阪神・森下がプロ初退場 五回判定めぐり球審に暴言 藤川監督「こちら側できっちり収めていきたい」「ないように努めなければ」

 「阪神1-0楽天」(6日、甲子園球場)

 阪神・森下交代を告げる球場アナウンスに、超満員のスタンドから悲鳴が上がる。「STADIUM HEROES DAY」と題し、背番号1のユニホームを着た子どもたちも多く訪れた一戦。主役は五回、早々とグラウンドから姿を消した。審判に暴言を吐き、プロ初の退場。判定にフラストレーションが募っていた。

 1打席目に右前打を放っていた中、1点を先制し、2死一塁で迎えた五回の打席。内角低めの初球がストライクコールされると、森下は不服そうに天を仰ぎ首をかしげた。3球目も際どいコースながらストライク判定。最後は力のないスイングで三振に倒れた。この後だ。真鍋球審と歩きながら言い争いが始まると、ベンチ前でにらみ合う形で退場を宣告された。同審判が経緯を明かす。

 「(退場宣告前に)警告はしました、一度ね。『もう、それ以上は言うな』と。それでもまだ続けたので、退場にしたということですね」

 1打席…1球ごとに命を懸ける真剣勝負。判定一つで試合の流れも変わる。前日5日には右手首付近に死球を受けて途中交代。病院に直行し「右手首の打撲」と診断された。離脱こそ免れたが開幕から、相手の厳しい警戒が続く。
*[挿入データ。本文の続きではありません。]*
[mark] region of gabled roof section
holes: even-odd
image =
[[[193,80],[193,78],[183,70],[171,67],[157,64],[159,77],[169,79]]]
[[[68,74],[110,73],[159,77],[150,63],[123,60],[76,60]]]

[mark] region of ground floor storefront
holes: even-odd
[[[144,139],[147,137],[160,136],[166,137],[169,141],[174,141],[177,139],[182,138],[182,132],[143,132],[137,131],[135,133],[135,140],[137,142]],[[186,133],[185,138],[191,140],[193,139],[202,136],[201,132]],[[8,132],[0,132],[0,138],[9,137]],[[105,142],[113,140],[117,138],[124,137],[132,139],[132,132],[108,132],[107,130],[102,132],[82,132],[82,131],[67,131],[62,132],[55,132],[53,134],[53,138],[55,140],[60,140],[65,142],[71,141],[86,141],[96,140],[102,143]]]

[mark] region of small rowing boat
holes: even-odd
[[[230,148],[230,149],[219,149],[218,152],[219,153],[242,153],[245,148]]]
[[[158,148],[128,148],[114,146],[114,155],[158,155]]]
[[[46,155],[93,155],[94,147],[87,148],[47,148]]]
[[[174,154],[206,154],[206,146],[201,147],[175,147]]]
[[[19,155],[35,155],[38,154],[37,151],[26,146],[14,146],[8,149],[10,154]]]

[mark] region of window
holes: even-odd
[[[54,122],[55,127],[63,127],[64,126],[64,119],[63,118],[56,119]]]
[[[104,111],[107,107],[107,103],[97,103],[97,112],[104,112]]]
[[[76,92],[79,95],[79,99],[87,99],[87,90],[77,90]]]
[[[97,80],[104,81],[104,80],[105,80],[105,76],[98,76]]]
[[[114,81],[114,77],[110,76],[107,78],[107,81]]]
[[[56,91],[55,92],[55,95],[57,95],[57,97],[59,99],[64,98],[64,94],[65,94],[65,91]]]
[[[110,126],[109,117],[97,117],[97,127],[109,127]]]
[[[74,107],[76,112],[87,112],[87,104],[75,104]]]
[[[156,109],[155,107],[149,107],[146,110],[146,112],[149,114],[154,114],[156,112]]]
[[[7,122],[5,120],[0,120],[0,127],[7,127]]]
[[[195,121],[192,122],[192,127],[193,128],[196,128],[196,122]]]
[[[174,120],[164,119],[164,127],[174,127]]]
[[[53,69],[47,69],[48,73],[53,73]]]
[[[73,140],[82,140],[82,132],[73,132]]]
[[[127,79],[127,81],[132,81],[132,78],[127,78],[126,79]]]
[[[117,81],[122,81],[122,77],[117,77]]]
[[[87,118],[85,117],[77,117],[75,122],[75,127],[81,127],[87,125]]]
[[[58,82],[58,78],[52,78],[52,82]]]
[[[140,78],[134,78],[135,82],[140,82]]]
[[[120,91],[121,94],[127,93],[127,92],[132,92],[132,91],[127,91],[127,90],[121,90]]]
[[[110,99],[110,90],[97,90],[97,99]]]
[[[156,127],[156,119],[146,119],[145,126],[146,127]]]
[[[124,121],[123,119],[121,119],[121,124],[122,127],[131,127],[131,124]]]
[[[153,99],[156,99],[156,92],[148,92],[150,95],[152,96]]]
試合後、森下は「何も話すことはないです」と、悔しさを押し殺しながら絞り出した。

 藤川監督は「プロ野球の一つの光景ではありますが」と、言葉を選びながら「こちら側できっちり収めていきたい。ファンの方に…あまりそういうことがないように、努めなければいけないと私は考えます」と持論を展開。森下や審判、そしてファンの心情を思いやった上で、フェアプレーの大切さを強調した。求めるのは心躍る真剣勝負。グラウンドを縦横無尽に駆け回る背番号1の姿だ。